Bishop and Green do deserve some credit, though: They celebrate the work of grassroots web giving tools such as kiva.org, a microfinance site, and globalgiving.com, a giving marketplace, both of which allow folks with more modest incomes to contribute. The two authors also openly grapple with the fact that their grand philanthrocapitalistic vision basically relies on the better natures, and judgment, of a few extraordinarily wealthy individuals.
Give it back to the government. For decades, more and more Americans have bought into the argument that helping people too much leads to dependence, and this pervasive belief is a key driver behind the steady outsourcing of charity to private groups. In The Samaritan’s Dilemma: Should Government Help Your Neighbor? (Nation Books, 2008), Deborah Stone traces the origins of this “help is harmful” dogma to President Ronald Reagan and his trickle-down economic guru, Milton Friedman.
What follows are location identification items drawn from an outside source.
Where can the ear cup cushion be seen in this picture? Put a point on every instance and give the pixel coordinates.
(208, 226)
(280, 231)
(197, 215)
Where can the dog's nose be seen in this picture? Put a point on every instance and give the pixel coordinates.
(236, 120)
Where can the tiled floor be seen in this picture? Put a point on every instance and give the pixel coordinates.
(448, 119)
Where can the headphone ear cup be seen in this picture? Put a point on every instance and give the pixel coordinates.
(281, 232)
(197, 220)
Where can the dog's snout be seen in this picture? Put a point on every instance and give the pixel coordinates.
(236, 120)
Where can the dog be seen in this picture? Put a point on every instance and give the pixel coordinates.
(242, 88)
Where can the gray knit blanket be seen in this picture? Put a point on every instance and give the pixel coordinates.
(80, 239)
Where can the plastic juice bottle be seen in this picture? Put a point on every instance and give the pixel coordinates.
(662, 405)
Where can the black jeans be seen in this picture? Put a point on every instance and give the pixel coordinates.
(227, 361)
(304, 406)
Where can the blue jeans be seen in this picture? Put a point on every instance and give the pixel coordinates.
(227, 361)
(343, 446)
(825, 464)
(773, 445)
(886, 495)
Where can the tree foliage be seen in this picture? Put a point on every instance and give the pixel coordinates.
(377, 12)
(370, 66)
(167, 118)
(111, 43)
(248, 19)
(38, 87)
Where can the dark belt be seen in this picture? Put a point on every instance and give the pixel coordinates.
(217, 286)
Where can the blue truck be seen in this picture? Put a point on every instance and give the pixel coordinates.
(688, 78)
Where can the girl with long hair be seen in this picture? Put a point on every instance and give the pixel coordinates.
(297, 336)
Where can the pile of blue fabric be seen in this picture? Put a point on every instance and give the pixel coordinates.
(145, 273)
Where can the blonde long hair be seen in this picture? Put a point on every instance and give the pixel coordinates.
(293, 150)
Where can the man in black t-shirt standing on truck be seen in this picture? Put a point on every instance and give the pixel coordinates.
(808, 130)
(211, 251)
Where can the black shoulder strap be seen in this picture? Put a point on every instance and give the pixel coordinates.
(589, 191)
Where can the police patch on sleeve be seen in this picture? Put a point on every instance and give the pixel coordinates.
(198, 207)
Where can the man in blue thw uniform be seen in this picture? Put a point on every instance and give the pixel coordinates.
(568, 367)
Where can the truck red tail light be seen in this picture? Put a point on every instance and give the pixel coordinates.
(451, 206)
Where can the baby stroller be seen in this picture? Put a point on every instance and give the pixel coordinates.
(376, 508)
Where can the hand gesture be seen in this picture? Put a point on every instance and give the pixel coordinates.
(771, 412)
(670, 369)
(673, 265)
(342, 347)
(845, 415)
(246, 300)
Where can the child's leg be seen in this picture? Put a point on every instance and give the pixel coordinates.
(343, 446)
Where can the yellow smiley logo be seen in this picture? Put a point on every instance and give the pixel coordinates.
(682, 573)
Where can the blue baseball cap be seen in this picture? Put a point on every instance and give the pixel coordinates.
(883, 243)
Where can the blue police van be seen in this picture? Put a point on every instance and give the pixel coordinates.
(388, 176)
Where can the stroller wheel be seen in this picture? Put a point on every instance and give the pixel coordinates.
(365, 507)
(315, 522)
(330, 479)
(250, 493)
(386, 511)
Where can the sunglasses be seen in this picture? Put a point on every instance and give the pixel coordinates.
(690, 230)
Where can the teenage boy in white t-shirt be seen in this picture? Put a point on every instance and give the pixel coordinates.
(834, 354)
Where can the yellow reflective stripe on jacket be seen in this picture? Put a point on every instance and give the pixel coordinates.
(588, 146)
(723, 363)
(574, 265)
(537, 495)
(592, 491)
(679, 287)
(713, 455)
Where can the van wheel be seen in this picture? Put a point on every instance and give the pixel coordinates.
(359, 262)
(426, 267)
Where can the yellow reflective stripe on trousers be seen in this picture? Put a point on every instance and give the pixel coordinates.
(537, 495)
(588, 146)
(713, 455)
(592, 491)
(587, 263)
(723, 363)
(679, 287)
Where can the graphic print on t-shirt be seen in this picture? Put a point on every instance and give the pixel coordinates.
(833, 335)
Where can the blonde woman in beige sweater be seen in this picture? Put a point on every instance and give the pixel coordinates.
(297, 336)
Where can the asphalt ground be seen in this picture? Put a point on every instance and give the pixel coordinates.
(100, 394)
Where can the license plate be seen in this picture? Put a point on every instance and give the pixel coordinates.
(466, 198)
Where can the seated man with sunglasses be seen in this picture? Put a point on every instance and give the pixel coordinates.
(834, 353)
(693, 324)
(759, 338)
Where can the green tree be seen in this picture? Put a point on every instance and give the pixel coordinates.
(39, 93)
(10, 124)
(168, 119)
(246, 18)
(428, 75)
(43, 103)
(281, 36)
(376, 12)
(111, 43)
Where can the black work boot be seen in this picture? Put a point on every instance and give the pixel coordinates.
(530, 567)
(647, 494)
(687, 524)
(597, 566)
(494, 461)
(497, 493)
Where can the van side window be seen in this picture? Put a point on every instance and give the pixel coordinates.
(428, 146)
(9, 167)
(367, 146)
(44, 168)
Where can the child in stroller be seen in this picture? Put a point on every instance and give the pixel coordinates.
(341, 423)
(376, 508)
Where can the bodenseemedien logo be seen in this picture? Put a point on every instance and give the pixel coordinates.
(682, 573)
It was the fuel that fed the downscaling of welfare and other social service programs even during the Clinton years, along with the steady ballooning of the nonprofit sector.
“Americans love charities almost as much as they hate government,” writes Joel Berg in All You Can Eat: How Hungry Is America? (Seven Stories, 2008), a book that makes the case that local charities simply aren’t up to the task of feeding the nation’s hungry. “Trying to end hunger with food drives is like trying to fill the Grand Canyon with a teaspoon. Because local charities cannot possibly feed 35.5 million people adequately, and because their efforts rarely enable people to become self-reliant, this belief that charity does it better than government only ensures hunger will persist in America.”
Berg thinks it’s time for the public to ditch its knee-jerk preference for anything with the nonprofit label and recognize that government can, in fact, do some things better.
The debate over the future of the nonprofit system is rooted in questions about how, and how much, to help the most unfortunate among us. How we decide to answer this dilemma will not only tell us much about ourselves but perhaps also steer the very course of our meandering nation.
Amid the bleak economic news are causes for optimism. Charitable giving has historically been somewhat recession-resistant, hovering at around 2 percent of the average disposable income for decades; we tend to reach out to help others even when we feel ourselves slipping.
Perhaps most importantly, despite all the attention paid to billionaire “megagifts,” they amount to little more than 1 percent of total giving, and far more donations come from individuals than from corporations or foundations. So the solution to our charity crisis in some sense still lies with each of us.